My friend Jackie said recently: “You can’t be in a bad mood when listening to Jack Johnson.” I gather that she had been having a bad day at work and put in her earphones (the adult version of covering your ears and going, “Blah Blah Blah Blah I’m NOT LISTENING!”) And she Jack-Johnsoned herself right into a better mood.
I feel the same way about Willie Nelson.
I had just been thinking that you can’t be in a bad mood when listening to Willie Nelson. It was the day I was marveling over my revamped iTunes and playing some new music that someone had given us. I got down to the W’s and discovered that my Willie Nelson music collection has grown considerably.
Willie has always been the music I put on when I need to put all my troubles into perspective. It’s kind of hard to worry about your kids’ grades, retirement savings, or your decision to go with Huntington Beige instead of Monroe Bisque in the back bedrooms, when you’re listening to a guy who wears the same black t-shirt every day and whose sister brushes out his braids every night in the bus.

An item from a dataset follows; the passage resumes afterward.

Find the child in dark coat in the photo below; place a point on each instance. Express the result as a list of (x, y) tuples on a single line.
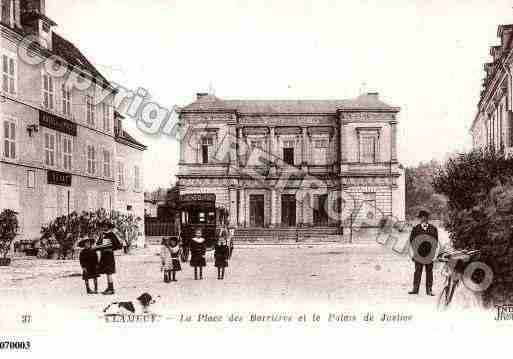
[(221, 255), (198, 250), (89, 264), (170, 254)]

Suicide prevention counselors should use Willy in cheer-up sessions. Who could contemplate ending it all when you hear “There are worse things than being alone” and “If the world keeps on turning as I’m sure it’s bound to do, I’ll keep on loving you” and “I gotta get drunk and I sure do dread it, ‘cause I know just what I’m gonna do.” Perspective, people; ever heard of it?

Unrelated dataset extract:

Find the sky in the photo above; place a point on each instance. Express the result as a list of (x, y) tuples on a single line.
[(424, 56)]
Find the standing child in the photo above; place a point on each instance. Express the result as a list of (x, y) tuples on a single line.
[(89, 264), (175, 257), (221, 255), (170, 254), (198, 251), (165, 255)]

It’s going to be a sad day when Willy Nelson dies.
I know he’s human and he has a lifespan of only slightly longer than regular middle-class people. (From what I understand, the rich-and-famous live longer because they have “people to do that” when it comes to stress, driving on the freeway, heavy lifting, and other unhealthy, life-shortening tasks. Although I understand Willie does his own taxes now.)
Maybe because Willie and my mom had a moment in 1982, he holds a special place in my heart.
When I was a reporter in Coshocton, Ohio, I got backstage passes for an outdoor concert headlined by Willie Nelson. Picture this concert using these elements: Rural BF Middle-of-Nowhere Township, Ohio + beer + the heat of summer + beer + girls with no bras and in some cases no tops at all + beer + country music + pouring rain at the very end + beer.
Yeah, I took my mom to that.
It was memorable on a couple of fronts, but she forgot all about the goings-on in the “audience” when she got to meet Willie Nelson. (Sorry but I just had to put “audience” in italics and quotes. I don’t know what stand-alone word to use for the group of rednecks with drinking/drug problems that had gathered in that field.)
We got to the concert fairly early and some other nondescript bands were playing. We were shown to the “backstage” area (again in quotes and italics, because it was a cordoned-off patch of dirt with a fold-up table, a couple of chairs and a cooler of complimentary beers. An open air Green Room, as it were).
My mom walked over to a gate near the back of stage left. On the other side of the gate was a field and a dirt road. When she learned that this was where Willie’s bus was going to pull up and where he was going to walk to get onstage, she planted herself front and center at that gate.
She didn’t move to get some complimentary backstage food. She didn’t move to get a drink of water, let alone a free beer. I brought her sustenance until others started to gather near the gate and then I joined her. Over the next few hours, the crowd got larger, there was a little bit of pushing and obnoxious behavior, but my mom stayed put. Front and center of the gate.
Sure enough, after a long time, here came that big black bus with the airbrush Indian scenes on the side. After a long, long wait, some people started to get out of the bus.
And then here comes Willie, walking straight up to the gate. He saw the crowd waiting for him and smiled and walked up closer. And then he saw my mom. And I’m not kidding, his face lit up. He looked like he recognized her. He walked straight up to her with his hands out and took her hands in his and said, “Good to see you” or something like that.
I was too busy snapping photos of him over my mom’s head to register what he actually said. I was stunned by his reaction at seeing my mom, a woman in her late 50s, shorter than anyone else at the gate (and probably at the whole concert for that matter.) But he was genuinely glad to see her.
I heard Michael Keaton tell a similar story about his mom and Pope John Paul II. That his excellency treated old Mrs. Keaton like she was the most special person in his supremely important life right at that moment. And that forever after that, actor Michael Keaton had a respect for the pope that is unique to people who treat your mom right.
I don’t know about the pope, but I think Willie was glad to see my mom because she was close to his own age, she was dressed like a normal person and she wasn’t blotto drunk in the middle of an August day. Plus my mom had FRIENDLY LADY written all over her face. Everyone liked her.
So when I hear Willie, I think of him as one of my mom’s friends. And cheerful perspective music or not, it’s going to be a sad day when he’s gone.